最近、偏っていた自分の読書を何とか修正しようと、読書指南本を読み漁っている。そうして面白そうな本を発掘しては、すぐに購入して未読本置き場へと積んでいくのだ。お分かりの通り、この方法ではまだ本来の問題解決に至っていない。しかし、これらの書評本から一際光を放つ本を見つけたのでここで紹介したい。それは米原万里氏の「打ちのめされるようなすごい本」である。

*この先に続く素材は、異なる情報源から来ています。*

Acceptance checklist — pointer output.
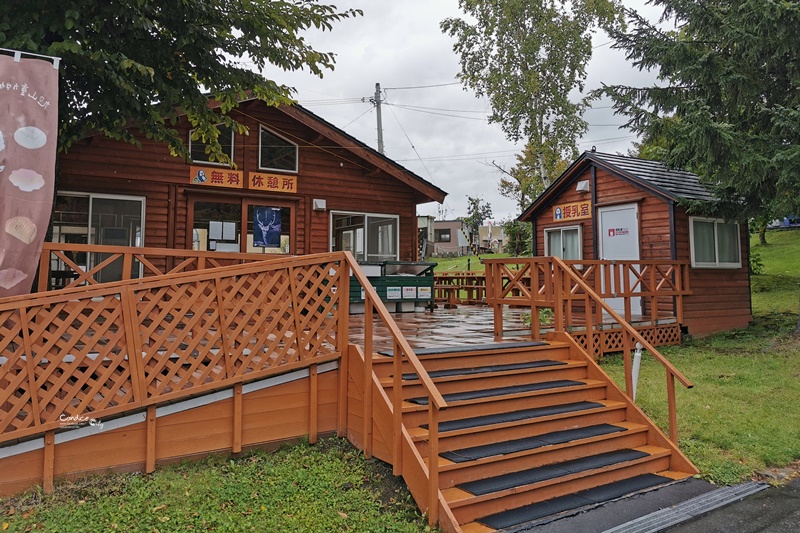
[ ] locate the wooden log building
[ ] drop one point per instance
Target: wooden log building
(298, 185)
(613, 207)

この本を書いた米原氏は、幼少時にプラハのソビエト学校で学んだ経歴を持ち、帰国後主にロシア語通訳として活躍した才女である。彼女はエッセイスト、作家としても高い評価を得ており、私が初めて彼女の作品を読んだのは3年前のことだった。当時その本は衝撃的な読書体験をもたらしたこともあり、そんな彼女の本だと聞いてますます期待は高まっていた。結果的にこの本はそれをやすやすと上回り、結果的に私に7冊もの書籍を買わせることになった恐ろしい本である。

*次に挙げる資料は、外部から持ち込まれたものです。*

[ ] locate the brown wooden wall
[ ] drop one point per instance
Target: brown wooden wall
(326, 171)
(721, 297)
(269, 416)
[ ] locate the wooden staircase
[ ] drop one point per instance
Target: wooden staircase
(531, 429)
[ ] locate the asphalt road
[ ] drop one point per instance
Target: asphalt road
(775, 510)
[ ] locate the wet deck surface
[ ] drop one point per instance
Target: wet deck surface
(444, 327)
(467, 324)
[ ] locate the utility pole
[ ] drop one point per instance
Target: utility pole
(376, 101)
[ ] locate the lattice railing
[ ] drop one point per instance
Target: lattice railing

この本の何がよかったかを述べると、それは圧倒的な質かつ量、量、量である。

紹介された本はおよそ360冊。本の最後に書名索引があって便利なのだが、その分量は何と7ページ弱に及ぶ。そしてその内容も驚くことなかれ、非常に多岐にわたるのだ。ロシア語通訳と言う彼女の職業柄、ロシア文化や言語、さらに政治、マスメディアに関する書籍がずらりと並ぶ。また二つの文化を渡り歩いたからであろうか、それぞれの教育を比較した言及や、愛を学ぶための教育媒体など、日本にいてはわからないような新しい知見が非常に多い。特に日本の初等教育への意見は極めて興味深いものだった。それらの真面目(?)な話題に加えて時折文学への鋭い書評がキラリと光るのもいい。そんな隅々まで楽しめて人を飽きさせない絶妙な本なのだ。

他人の頭の中を覗きたい。誰だって1度くらいはそう思ったことがあるだろう。そんな願いをこの本は叶えてくれる。さらにそれ以上の価値を私たちにもたらしてくれるのだ。本の中には時事的な話題も含まれているため、個人的にはもっと早くに出会いたかった。しかしそのタイミングはもちろん変える事ができないし、著者の米原氏も今はすでに故人である。

しかし悲しんではいられない。むしろ私たちは彼女に感謝し喜ばねばならないのだ。彼女という素晴らしい人間がこうして本を残してくれたのだから。

数々の素晴らしい物語と、彼女の言葉がいまだ息づくこの本を。